Warcraft: sem distinção mas sem desastre
A adaptação ao cinema do popular jogo de computador é um filme de aventuras tolhido pelo caderno de encargos, sem distinção mas sem desastre.
Ponto prévio: não vale a pena os jogadores fiéis de World of Warcraft virem para aqui mandar vir, porque não é do jogo que se está a falar. Calha bem, nós nunca jogámos, o que desvia a atenção para o que realmente interessa: perceber se quem não sabe nada do universo do jogo consegue apreciar Warcraft, e se o filme se aguenta sozinho.
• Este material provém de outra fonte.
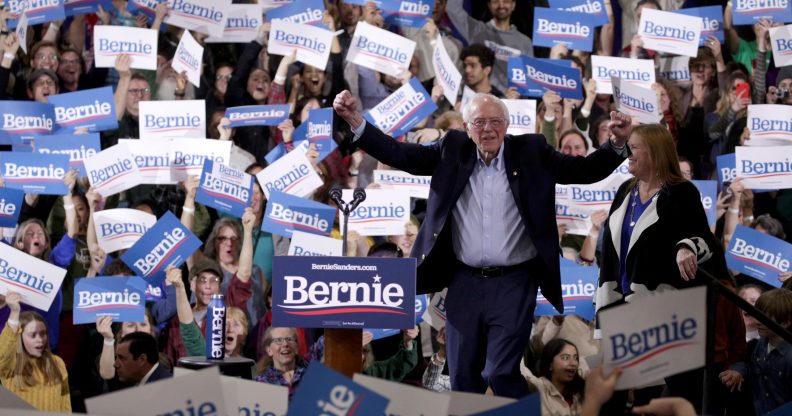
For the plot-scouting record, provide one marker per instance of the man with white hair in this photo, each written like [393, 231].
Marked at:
[490, 233]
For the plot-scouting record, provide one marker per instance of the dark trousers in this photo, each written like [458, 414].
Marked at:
[489, 324]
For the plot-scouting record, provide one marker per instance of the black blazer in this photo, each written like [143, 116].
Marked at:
[533, 168]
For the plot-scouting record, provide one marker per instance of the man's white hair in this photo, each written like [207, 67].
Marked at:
[474, 103]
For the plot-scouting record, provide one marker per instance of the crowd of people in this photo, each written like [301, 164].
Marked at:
[491, 241]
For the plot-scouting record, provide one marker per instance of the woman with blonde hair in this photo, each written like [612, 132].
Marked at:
[28, 368]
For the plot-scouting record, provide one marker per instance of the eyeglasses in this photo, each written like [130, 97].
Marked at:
[51, 58]
[495, 123]
[211, 279]
[223, 239]
[283, 340]
[42, 82]
[139, 91]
A resposta, confessamos com algum alívio, é positiva, e Duncan Jones (que é filho de David Bowie, mas isso não vem aqui ao caso) pode sentar-se ao lado de Gareth Edwards (Godzilla), Colin Trevorrow (Mundo Jurássico) e James Gunn (Guardiões da Galáxia) na fila dos realizadores que conseguiram “dar o salto” para o blockbuster de verão sem “venderem a alma”. A sua leitura de Warcraft propõe uma história convencional mas eficaz, que narra a chegada de uma horda de guerreiros orc ao mundo de Azeroth, e desenha eficazmente as leis da luta entre o bem e o mal neste universo derivativo da heroic fantasy clássica e cheio de referências à “matriz” Tolkien.
É, também, um filme que está muito mais próximo de uma ideia clássica do cinema de aventuras – basta ver como Jones prefere planos mais longos focados nas personagens, fugindo à montagem rápida que é a pecha destes filmes de alta tecnologia, mesmo quando essas personagens são orcs criados por computador sobre performances físicas dos actores. Ou como constrói para cada um dos seus “heróis” um arco narrativo de queda e redenção, dando igual tempo de antena aos dois lados da batalha e evitando o maniqueísmo “humanos bons”/”orcs maus”.
Warcraft não quer ser apenas “mais um” filme de aventuras, o que lhe fica bem, mas é um destino a que o “caderno de encargos” imposto pelo estúdio, e a actual popularidade de fantasias mais sérias como a televisiva Guerra dos Tronos, não lhe permite sempre escapar. Se reconhecemos aqui pontos em comum com os dois filmes anteriores de Jones – O Outro Lado da Lua (2009) e O Código Base (2011), ambos títulos de género que o transcendiam inteligentemente – percebemos também que a “subida de divisão” não dá iguais possibilidades de se desviar do rumo, que o filme tem de cumprir uma série de “figuras obrigatórias” impostas pela indústria. (E o australiano Travis Fimmel não é, decididamente, Sam Rockwell nem Jake Gyllenhaal.)
O que não impede que Warcraft ganhe à distância na comparação com outras produções inspiradas em jogos de computador ou mesmo com muito do blockbuster mecânico que sai hoje da linha de montagem Hollywood. Há um entretenimento desempoeirado aqui dentro, que, sem ser outro Senhor dos Anéis, ganha aos pontos ao triste Hobbit e não desmerece de coisas mais antigas como Krull ou Conan e os Bárbaros – e não nos surpreendia nada que fosse essa a ideia de Jones, cujos filmes anteriores também recordavam um certo cinema popular dos anos 1970 e 1980. Se é ou não fiel ao jogo, quem o joga que diga; como filme, Warcraft aguenta-se, sem distinção mas sem desastre.